Na última terça-feira, dia 24, foi realizada na Câmara Municipal de Niterói a audiência pública “Juventude quer Viver!”, levantando discussões a respeito da saúde mental e as políticas de segurança pública que queremos para a juventude de Niterói. 

A Frente PapaGoiaba esteve presente na audiência, levando a pesquisa  “A incidência do racismo na empregabilidade da juventude em Niterói e São Gonçalo”, estudo que foi desenvolvido pela Bem TV – Educação e Comunicação, em parceria com a Faculdade de Estatística da Universidade Federal do Rio de Janeiro (UFRJ), que investigou de que modo o racismo estrutural incide na vida da juventude negra que busca entrar no mundo do trabalho.

Estiveram na mesa: Jaqueline Muniz (Professora do Departamento de Segurança Pública da UFF), Walkiria Nictheroy (UJS) e Helena Bretas (UNEGRO), Leonardo Giordano (vereador, PCdoB), Joaquim Jorge (Conselho de Igualdade Racial de Niterói), Graça Rafael (Pacto Pela Paz) e Raldo Bonifácio Costa Filho (diretor do Hospital Psiquiátrico de Jurujuba) e Márcia Corrêa e Castro, coordenadora da pesquisa “A incidência do racismo na empregabilidade da juventude em Niterói e São Gonçalo”.

“O projeto foi iniciado por uma organização da cidade que se chama BemTv.
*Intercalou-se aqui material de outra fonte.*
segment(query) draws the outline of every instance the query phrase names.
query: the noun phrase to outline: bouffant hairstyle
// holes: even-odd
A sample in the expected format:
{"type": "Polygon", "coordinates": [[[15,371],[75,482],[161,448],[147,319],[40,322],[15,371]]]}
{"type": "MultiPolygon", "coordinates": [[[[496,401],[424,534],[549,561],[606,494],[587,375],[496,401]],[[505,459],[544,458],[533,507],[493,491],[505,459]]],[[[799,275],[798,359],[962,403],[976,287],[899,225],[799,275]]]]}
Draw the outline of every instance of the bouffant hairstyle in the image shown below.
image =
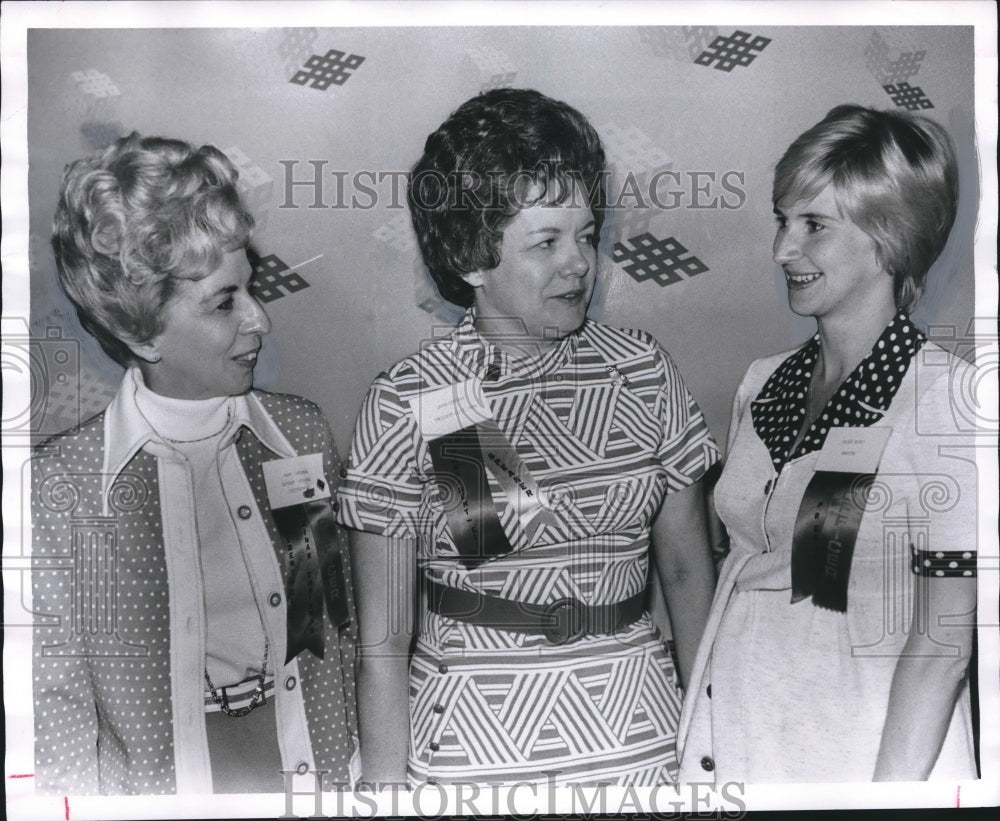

E isso começou porque a gente foi procurar dados sobre o desemprego da juventude negra em Niterói, e não haviam dados, não há esse recorte. Você até consegue identificar desemprego e juventude, desemprego população negra, mas o jovem negro que tá desempregado, que tá subempregado, isso não tem dados na cidade de Niterói. E o que isso tem a ver com essa audiência pública? Isso tem  a ver porque a violência letal, em geral tá relacionada a outros tipos de violência. Todo mundo sabe que um jovem que tem perspectiva de vida têm acesso a educação, tem acesso a emprego, tem acesso a renda ele vai tá muito menos vulnerável a violência letal do que um jovem que não acessa a escola, não acessa a educação ou que acessa de maneira precária, que não tem perspectiva de emprego, tá subempregado e é por isso que a gente foi estudar”, conta Márcia Corrêa e Castro.